Jewish women’s head coverings. Joel Ben Simeon, The Washington Haggadah, 1478, image 42. https://www.loc.gov/item/2018757799/. Public domain.

Item quatuor cambas unius orali

During the later middle ages, the city of Arles, like many of its sister cities across southeastern France, was home to a large and vibrant community of Jews whose doings are documented in the region’s extensive notarial archives. Louis Stouff, the great modern historian of Arles, collected a number of Arlesian inventories, including inventories of Jewish households, and analyzed them in his pioneering contributions to food history. This month’s featured object comes from the first of what we hope will be a number of inventories from Arles published in DALME.

The inventory of the late Mosse Bona Fe was compiled in October of 1435 by his widow, Astrugona, during a procedure naming her as guardian for the couple’s three young children, Bonafossius, Josse, and Raphaella. The record is interesting on a number of levels. The preamble describes how the judge of the court of Arles came personally to Astrugona’s house, where he chose one of the benches in her household for the symbolic seat of his tribunal. The procedure confirming her guardianship subsequently unfolded in this makeshift tribunal. Evidently, Astrugona had already compiled the inventory, presumably in Occitan, because the notary indicated that she simply handed over a list of the things written out on a sheet of paper (in quadam papiri cedula) dated to the day before, having first authenticated the inventory by means of an unusual gesture.

Mosse’s house was located in the parish of Saint-Martin in Arles. The goods belonging to him and his wife appear to have been relatively rudimentary, consisting of two beds, table linens, furniture (much of which was made of pine), several articles of clothing, and five books written in Hebrew. Very little was found in the way of kitchen items or dining utensils. The second part of the inventory lists some miscellaneous items that had almost certainly been left as pledges for loans, including iron tools, barrels, clothing, a helmet, and other items. The reading and analysis of the inventory is complicated by the fact that the notary of the court seems not to have been able to translate into Latin a number of the Occitan words found on Astrugona's list, and the meanings of several of these words have yet to be determined by lexicographers.

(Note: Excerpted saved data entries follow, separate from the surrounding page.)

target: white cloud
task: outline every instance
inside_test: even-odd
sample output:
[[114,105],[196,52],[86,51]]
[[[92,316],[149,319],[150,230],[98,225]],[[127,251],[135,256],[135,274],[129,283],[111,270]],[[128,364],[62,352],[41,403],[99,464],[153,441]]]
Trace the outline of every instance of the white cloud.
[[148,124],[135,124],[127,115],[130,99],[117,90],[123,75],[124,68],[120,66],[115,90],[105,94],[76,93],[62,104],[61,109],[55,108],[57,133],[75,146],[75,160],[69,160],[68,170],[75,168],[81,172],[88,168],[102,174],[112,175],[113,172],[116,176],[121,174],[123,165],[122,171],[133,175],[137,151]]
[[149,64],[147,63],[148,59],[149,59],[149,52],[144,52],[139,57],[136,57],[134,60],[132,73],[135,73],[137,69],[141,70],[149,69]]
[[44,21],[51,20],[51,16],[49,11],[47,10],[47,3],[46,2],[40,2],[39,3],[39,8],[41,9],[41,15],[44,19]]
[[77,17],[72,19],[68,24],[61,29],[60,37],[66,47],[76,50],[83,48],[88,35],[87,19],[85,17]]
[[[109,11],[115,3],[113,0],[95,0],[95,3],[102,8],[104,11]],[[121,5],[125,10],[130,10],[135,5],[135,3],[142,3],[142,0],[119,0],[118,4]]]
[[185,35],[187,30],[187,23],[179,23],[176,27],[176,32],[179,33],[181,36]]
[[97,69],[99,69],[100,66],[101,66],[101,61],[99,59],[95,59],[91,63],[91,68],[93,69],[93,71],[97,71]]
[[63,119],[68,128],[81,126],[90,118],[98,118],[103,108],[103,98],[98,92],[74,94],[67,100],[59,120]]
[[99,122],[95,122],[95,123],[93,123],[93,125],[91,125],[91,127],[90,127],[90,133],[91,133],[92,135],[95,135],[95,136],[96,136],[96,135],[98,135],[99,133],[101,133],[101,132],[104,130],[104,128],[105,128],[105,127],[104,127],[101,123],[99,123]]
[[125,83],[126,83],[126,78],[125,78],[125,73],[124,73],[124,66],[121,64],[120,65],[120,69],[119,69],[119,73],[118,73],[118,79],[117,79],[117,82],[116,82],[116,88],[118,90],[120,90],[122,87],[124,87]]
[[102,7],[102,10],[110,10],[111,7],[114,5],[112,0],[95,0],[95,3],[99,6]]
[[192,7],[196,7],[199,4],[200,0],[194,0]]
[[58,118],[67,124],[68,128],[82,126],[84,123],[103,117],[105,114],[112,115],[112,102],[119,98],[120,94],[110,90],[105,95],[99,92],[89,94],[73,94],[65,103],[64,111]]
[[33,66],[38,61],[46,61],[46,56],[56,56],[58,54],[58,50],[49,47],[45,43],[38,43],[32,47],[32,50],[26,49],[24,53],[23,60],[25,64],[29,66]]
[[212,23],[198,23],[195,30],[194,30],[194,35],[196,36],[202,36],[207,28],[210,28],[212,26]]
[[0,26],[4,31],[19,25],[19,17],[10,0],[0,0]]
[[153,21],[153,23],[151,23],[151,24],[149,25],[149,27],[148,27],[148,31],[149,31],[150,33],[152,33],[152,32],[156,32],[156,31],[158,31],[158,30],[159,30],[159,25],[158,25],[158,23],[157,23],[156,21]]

The featured object, known in Occitan as an oralh, was a type of head covering or wimple worn by Jewish women. According to Elisheva Baumgarten, rabbinic authorities were generally uninterested in women’s head coverings, although married Jewish women, like their Christians counterparts, probably did wear head coverings in the normal course of affairs. Oralhs appear in about half of the Jewish inventories from nearby Marseille, suggesting that the head covering was relatively common in Jewish households. Pinchas Roth has discovered a reference to the oralh in a commentary on Alfasi's code made by Jonathan ben David of Lunel (b. c. 1130). In his discussion of Mishnah Ketubot 5, 8, Jonathan described the cap that appears in the passage as "a scarf that is called oral."

Since the reference to the oralh appears in the first part of the inventory, that is, the area where the household’s possessions appear to have been grouped, it is likely that this was Astrugona’s own head covering. What makes the entry referring to Astrugona’s oralh particularly interesting is the reference to the stays or struts, known as cambas or “legs,” which gave structure to the oralh. In point of fact, the entry refers only to the struts: in translation, the phrase reads "Next, four struts belonging to an oralh." It is possible that the oralh could be worn both with and without struts. In this scenario, the oralh itself might not have been listed in the inventory because Astrugona had been wearing it, without the struts, at the time that she compiled the inventory.